So you have been dating a guy for some time and it’s becoming more and more obvious that he is very comfortable with his present situation and you are not. In fact you are very ready to settle down and start a family, or maybe you just want to, “seal-the-deal”. But how do you entice someone to purpose? Many women dream of the day a wonderful man will fall deeply in love with them and then propose marriage in some TV movie, romantic way. But what if it’s not happening? The big question is, should you give him an ultimatum?
It seems to me that ultimatums create more problems then they solve. I mean let’s consider this, if the man just agrees to marry you because you pressured him, won’t you always be wondering why he didn’t think of it on his own.
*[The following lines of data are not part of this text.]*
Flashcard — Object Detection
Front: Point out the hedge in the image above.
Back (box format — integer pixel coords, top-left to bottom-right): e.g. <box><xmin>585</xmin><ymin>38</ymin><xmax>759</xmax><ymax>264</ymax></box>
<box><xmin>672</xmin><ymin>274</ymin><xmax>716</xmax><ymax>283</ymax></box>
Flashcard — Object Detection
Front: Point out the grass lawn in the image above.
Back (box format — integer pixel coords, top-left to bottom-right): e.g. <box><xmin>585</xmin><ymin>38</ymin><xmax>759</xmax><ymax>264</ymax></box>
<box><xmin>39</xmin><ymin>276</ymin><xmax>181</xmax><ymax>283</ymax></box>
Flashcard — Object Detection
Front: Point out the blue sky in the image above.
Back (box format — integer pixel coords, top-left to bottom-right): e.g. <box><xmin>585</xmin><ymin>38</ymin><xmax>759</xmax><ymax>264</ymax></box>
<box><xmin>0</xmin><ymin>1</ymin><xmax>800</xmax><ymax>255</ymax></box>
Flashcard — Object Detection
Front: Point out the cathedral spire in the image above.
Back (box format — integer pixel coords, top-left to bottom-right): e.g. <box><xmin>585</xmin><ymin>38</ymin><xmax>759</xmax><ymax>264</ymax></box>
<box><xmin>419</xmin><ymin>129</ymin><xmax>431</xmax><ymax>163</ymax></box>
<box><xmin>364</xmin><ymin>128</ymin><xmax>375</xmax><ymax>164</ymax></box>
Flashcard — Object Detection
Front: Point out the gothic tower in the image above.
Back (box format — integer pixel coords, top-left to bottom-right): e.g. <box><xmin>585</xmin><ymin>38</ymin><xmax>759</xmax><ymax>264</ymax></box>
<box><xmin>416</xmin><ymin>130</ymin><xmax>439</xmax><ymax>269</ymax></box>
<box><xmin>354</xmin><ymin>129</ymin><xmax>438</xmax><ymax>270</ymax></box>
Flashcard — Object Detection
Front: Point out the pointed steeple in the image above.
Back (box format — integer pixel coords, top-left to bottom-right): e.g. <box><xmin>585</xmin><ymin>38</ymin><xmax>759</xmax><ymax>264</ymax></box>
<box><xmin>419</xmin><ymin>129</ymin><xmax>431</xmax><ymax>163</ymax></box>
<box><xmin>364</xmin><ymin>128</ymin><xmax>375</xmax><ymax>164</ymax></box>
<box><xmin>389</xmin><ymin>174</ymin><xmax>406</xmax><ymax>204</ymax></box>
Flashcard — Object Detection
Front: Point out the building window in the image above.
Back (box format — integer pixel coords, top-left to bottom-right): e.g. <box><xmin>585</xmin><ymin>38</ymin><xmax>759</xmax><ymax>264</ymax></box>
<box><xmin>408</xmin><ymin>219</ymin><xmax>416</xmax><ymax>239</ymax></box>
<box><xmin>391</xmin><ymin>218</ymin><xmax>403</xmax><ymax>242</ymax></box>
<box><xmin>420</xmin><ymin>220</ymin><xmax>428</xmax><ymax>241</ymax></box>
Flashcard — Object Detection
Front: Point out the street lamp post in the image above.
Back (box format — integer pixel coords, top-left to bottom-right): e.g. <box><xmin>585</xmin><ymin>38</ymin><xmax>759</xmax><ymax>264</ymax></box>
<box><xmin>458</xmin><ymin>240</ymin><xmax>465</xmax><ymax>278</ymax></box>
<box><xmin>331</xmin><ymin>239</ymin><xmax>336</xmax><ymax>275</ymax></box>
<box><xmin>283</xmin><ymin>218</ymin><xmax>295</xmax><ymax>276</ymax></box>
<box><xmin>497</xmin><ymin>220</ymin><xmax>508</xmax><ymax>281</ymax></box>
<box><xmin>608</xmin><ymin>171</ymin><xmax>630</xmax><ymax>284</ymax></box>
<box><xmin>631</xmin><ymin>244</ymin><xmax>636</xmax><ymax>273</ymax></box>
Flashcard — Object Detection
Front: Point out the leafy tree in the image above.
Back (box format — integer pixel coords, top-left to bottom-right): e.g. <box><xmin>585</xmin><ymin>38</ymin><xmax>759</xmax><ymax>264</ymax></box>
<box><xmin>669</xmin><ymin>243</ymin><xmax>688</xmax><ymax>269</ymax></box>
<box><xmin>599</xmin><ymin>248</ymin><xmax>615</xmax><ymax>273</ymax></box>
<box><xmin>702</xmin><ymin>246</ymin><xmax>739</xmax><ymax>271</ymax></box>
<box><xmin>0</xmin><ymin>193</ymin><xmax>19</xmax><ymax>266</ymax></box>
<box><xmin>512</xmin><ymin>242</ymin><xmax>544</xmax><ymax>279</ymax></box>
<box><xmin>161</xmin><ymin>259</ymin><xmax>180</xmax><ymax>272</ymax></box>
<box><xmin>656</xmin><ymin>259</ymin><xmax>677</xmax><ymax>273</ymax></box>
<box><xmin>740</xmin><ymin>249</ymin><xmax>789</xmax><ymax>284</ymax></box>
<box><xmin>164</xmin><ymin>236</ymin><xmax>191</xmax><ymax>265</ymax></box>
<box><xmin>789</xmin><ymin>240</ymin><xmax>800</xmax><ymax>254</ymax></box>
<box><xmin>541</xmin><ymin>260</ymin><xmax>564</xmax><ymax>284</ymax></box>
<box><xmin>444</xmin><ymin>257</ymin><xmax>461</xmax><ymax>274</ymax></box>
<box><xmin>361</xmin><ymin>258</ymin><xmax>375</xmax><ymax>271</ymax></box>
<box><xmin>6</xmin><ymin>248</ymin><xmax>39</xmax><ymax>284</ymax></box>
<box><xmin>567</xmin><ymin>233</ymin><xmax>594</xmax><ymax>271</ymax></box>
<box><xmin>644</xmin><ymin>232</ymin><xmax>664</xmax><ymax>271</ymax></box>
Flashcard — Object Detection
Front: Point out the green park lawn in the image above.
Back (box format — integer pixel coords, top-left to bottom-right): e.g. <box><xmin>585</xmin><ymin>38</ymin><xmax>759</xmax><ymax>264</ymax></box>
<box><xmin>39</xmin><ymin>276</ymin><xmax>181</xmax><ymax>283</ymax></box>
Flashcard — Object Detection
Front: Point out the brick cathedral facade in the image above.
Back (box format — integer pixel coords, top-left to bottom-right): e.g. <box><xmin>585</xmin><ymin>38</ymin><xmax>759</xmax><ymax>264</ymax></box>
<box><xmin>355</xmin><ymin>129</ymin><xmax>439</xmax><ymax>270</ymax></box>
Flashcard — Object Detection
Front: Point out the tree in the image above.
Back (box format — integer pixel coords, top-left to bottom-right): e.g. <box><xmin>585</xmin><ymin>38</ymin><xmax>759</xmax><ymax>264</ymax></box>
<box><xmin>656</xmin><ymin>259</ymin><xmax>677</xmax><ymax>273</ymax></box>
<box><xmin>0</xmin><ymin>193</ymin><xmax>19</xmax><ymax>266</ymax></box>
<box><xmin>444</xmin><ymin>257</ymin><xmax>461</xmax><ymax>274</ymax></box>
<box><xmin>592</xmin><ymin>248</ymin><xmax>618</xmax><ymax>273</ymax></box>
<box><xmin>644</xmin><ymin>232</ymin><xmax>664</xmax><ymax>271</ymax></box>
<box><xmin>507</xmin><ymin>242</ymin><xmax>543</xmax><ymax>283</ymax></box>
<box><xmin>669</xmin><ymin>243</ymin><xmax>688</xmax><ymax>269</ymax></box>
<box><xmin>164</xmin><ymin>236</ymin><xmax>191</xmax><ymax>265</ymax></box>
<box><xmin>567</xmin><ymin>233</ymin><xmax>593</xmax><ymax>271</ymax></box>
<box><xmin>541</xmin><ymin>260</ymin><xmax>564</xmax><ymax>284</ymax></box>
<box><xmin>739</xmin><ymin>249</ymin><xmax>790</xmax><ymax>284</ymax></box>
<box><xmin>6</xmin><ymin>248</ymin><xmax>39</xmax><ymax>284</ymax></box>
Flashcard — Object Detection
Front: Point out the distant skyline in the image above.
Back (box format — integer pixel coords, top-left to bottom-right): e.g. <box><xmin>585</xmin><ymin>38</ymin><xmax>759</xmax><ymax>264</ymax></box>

Won’t you always feel like you forced his hand and the only reason he did it was because he was afraid to lose you, or even worse he was waffling because he wasn’t 100 percent sure, and that his eyes might always be open for “the one” ?
Experts in this field counsel women to give the relationship a year, and if you want to marry and the man you want to marry hasn’t proposed by then it’s time to start looking for other options. You don’t have to be coy about it. You can be up-front and tell him honestly and directly what your goals in life are and that one of them is to marry, but be nice about it, like you are talking to a friend, like you are talking to someone you would potentially spend your life with. Just don’t make it a demand, a final notice or a condition. Yeah, tell him how you really feel and then let him sit with it. This is why it’s probably NOT a good idea to live with a man before marriage, because then if you want to marry and he doesn’t the whole situation becomes like a mini-divorce and nobody wants to deal with that crap! If marriage is your goal then simply date and have a good time until you find that person who wants to marry you and most of all keep your options open! Never assume anything and never think that someone has the same expectations as you do unless you have discussed it and are both clear about the outcome you hope to achieve!